このところ囲碁界では、中国や韓国の棋手の強さが報じられている。それだけに囲碁の盟主ともいえる日本の棋手に対する期待が大きい。中国や韓国の選手の強さは競り合いの強さとか、石の強さということにあるらしい。日本の棋手は石の形や効率を重視しがちで、サッカーでいう球際の強さではないが、厳しい石の競り合いはあまり得意でないというのだ。筆者には通暁していない高みの話題だが、、
囲碁の戦法には実利と厚みがある。自分の地となり、相手の生きがほぼ見込めない領域のことを確定地と呼ぶ。この確定地優先の戦法を実利重視という。一般に、相手の石が生きることが困難なところ、つまり自分の地になりやすいところと、模様の広さという大きな地になる可能性の大きさとの間にはトレードオフ(trade-off)の関係がある。
しかし、確定地ばかり作っていると周りが相手の石で囲まれ大模様ができることになる。勢力が強くなると、これをたやすく破ることは難しい。こうした戦法は厚み重視という。厚みの碁では相手は大抵の場合、厚みの中に打ち込んでくる。いわば敵の陣地に落下傘部隊を投下するようなものである。しかし、この場合は厚みという勢力によって相当逃げ回り、追い詰められることを覚悟しなければならない。

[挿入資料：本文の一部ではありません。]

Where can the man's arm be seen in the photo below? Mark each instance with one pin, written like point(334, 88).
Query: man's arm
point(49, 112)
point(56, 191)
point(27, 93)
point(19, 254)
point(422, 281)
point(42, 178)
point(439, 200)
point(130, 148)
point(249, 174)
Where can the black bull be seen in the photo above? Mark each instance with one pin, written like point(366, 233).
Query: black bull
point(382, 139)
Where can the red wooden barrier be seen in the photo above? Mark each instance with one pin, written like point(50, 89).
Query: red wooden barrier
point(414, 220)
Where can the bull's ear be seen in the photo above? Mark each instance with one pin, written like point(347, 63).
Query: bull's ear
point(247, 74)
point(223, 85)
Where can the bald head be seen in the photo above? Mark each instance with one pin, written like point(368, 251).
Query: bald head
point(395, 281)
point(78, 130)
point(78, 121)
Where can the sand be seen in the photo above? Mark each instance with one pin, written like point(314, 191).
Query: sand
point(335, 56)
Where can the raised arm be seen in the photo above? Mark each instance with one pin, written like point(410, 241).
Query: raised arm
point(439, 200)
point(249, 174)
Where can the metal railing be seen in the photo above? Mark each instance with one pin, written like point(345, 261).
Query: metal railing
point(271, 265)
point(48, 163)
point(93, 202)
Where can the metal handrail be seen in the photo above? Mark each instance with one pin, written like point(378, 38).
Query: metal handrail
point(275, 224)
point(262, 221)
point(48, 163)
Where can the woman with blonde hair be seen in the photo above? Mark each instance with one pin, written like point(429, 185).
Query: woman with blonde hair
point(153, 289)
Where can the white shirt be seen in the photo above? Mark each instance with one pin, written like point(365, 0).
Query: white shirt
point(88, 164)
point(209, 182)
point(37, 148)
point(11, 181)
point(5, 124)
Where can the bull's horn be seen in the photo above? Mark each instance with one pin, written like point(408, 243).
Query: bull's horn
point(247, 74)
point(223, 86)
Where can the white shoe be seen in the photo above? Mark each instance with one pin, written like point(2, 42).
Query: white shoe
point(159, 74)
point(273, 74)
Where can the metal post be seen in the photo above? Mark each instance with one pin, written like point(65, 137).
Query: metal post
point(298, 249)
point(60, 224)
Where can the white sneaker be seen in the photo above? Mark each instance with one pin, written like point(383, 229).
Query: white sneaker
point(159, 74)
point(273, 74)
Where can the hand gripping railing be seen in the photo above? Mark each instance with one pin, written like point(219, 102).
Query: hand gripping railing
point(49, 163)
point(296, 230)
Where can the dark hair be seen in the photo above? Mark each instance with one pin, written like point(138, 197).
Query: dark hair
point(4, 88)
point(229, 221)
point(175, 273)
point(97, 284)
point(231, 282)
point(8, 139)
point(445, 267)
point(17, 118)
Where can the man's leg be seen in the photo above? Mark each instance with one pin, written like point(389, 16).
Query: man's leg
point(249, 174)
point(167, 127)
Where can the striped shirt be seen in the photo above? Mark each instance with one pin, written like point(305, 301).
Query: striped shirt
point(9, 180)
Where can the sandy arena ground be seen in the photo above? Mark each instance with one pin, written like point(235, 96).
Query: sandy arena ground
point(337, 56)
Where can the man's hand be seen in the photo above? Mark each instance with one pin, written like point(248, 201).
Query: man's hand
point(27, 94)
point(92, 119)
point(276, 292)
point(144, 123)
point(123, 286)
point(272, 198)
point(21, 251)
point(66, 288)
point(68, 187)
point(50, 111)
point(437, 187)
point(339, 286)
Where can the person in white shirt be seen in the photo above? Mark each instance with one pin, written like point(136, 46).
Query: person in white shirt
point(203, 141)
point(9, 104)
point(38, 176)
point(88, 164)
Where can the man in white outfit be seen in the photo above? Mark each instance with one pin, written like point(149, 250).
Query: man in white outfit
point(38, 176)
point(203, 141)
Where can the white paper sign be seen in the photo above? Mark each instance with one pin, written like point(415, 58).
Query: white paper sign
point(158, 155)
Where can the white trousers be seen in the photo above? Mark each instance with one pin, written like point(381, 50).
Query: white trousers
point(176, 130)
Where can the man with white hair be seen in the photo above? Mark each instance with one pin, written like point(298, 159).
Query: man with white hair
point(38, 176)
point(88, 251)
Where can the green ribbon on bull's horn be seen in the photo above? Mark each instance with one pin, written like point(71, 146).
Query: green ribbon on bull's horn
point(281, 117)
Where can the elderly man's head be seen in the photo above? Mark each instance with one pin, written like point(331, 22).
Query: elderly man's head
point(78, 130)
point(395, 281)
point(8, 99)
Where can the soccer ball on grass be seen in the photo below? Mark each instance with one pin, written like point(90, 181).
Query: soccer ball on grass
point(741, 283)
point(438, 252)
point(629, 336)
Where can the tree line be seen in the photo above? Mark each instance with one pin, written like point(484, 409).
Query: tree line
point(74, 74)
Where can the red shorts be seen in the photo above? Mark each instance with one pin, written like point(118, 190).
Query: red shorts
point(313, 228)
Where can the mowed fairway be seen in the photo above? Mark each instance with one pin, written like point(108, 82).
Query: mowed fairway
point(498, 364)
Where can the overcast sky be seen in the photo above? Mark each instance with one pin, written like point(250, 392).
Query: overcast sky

厚みとは大まかに囲っている地域であり、模様ともいわれる。囲碁の進行と共に、攻めと守りという景色が大きく入れ替わる。相手が囲おうとしているところに石を突入させる打ち込みだが、生きてしまえば、そこは自分の地となり、相手の陣地は小さくなる。戦いの中で相手の地や石と自分の地や石を譲り合う、「フリカワリ」という戦法もある。こちらが地を取れば、相手にも地をあげる、というトレードオフである。この時、どちらが得をするかで「フリカワリ」をするかどうかを判断する。
目前の利得を重視するのが実利重視、将来の利得を考えるのが厚み重視。経営に喩えれば、短期と長期の見通しやバランスに似たところがある。この実利と厚みの絶妙なバランスが囲碁の戦略できわめて重要であり、また難しさの奥義でもある。